MANILA, Philippines — Paris-based Financial Action Task Force (FATF) has urged the Philippines to speed up initiatives to address the remaining deficiencies to counter money laundering as well as terrorist and proliferation financing.
FATF president T. Raja Kumar of Singapore said the Philippines has been retained in the gray list or jurisdictions under increased monitoring after missing the January 2023 deadline to resolve remaining outstanding issues.
Kumar said in a hybrid press conference to culminate the three-day FATF Plenary held in France that the Philippines has yet to address 11 out of 18 action items since it was reincluded in the gray list in June 2021.
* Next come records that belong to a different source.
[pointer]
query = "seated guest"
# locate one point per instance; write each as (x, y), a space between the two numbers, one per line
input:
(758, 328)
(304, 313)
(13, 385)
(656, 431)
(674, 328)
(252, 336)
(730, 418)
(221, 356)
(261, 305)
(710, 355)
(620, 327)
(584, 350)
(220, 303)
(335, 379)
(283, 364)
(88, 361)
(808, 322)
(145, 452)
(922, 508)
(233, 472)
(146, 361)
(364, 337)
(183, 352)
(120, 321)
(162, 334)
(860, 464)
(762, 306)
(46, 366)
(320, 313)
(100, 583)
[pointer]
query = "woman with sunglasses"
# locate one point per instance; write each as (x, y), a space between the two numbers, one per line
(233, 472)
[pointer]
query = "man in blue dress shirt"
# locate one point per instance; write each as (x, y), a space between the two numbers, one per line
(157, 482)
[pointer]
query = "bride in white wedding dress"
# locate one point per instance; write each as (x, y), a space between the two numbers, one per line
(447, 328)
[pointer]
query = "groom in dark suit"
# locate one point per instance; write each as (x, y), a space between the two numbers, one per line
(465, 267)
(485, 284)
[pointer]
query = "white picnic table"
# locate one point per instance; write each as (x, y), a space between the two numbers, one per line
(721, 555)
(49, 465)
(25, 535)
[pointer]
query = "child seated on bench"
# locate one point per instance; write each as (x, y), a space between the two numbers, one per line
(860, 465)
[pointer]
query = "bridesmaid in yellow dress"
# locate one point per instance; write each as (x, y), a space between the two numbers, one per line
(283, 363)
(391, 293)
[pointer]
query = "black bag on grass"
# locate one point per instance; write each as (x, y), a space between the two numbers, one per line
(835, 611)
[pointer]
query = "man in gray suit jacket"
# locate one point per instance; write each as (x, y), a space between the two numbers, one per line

“So these are, you know, clear areas of deficiency and I urge the Philippine government to press the accelerator and continue to put in the necessary resources, the high level political commitment to essentially complete these remaining action items,” Kumar said in reply to a question by The STAR.
According to the FATF, The Philippines should continue to work on implementing its action plan to address its strategic deficiencies by demonstrating that effective risk-based supervision of DNFBPs is occurring; demonstrating that supervisors are using anti-money laundering/combating the financing of terrorism (AML/CFT) controls to mitigate risks associated with casino junkets; as well as enhancing and streamlining law enforcement agencies access to beneficial ownership information and taking steps to ensure that the information is accurate and up-to-date.
Furthermore, the global dirty money watchdog saidthat the Philippines should also continue demonstrating an increase in the use of financial intelligence and an increase in money laundering investigations and prosecutions in line with risk; demonstrating an increase in the identification, investigation and prosecution of terrorism financing cases; and enhancing the effectiveness of the targeted financial sanctions framework for both TF and PF by demonstrating that designated non-financial businesses and professions (DNFBPs) understand their obligations.
“What I would urge the Philippines and the Philippine government specifically to do is to take action to commit and complete these action plans,” Kumar said.
According to Kumar, areas that need focus for the Philippines include ensuring that regulation and supervision of high risk sectors that this is actually working as well as implementing AML/CFT controls to mitigate the risks relinked to casino junkets.
He also cited the need to increase money laundering and terrorist financing investigations and prosecutions in line with its risks and context.
After the Philippines made a high-level political commitment in June 2021 to work with the FATF and Asia Pacific Group on Money Laundering (APG) to strengthen the effectiveness of its AML/CFT regime, the Paris-based watchdog said the deadlines given to the Philippines have now expired despite the country’s continued progress across its action plan.
The Philippines joins 22 other countries in the gray list, while both Cambodia and Morocco were no longer subject to increased monitoring by the FATF.
Countries in the black list or jurisdictions subject to call for action include North Korea, Iran, and Myanmar.
Meanwhile, Kumar also announced the suspension of Russia’s membership in the FATF for its “illegal, unprovoked and unjustified full-scale military invasion of Ukraine.”
In 2020, the FATF placed the Philippines in the list or non-cooperative countries and territories or the blacklist for having no legal anti-money laundering framework.
The passage of Republic Act 9160 or the Anti-Money Laundering Act of 2001 (AMLA) as well as its amendments through RA 9194 paved the way for the removal of the Philippines from the black list in 2003. Since then the Philippines was in and out of the gray list or jurisdictions under increased monitoring.
Last month, Bangko Sentral ng Pilipinas and Anti-Money Laundering Council chairman Felipe Medalla admitted that the Philippines indeed missed the January deadline to address strategic deficiencies in the country’s AML/CFT framework.
According to Medalla, the Philippines need to show that it could enforce measures to counter money laundering and terrorist financing.
“(They’re) saying ‘well, you’re in a gray list but you have a year to prove yourself. January 2024, what happens between now and then is much critical. What we’re saying now is the problem is enforcement,” Medalla said.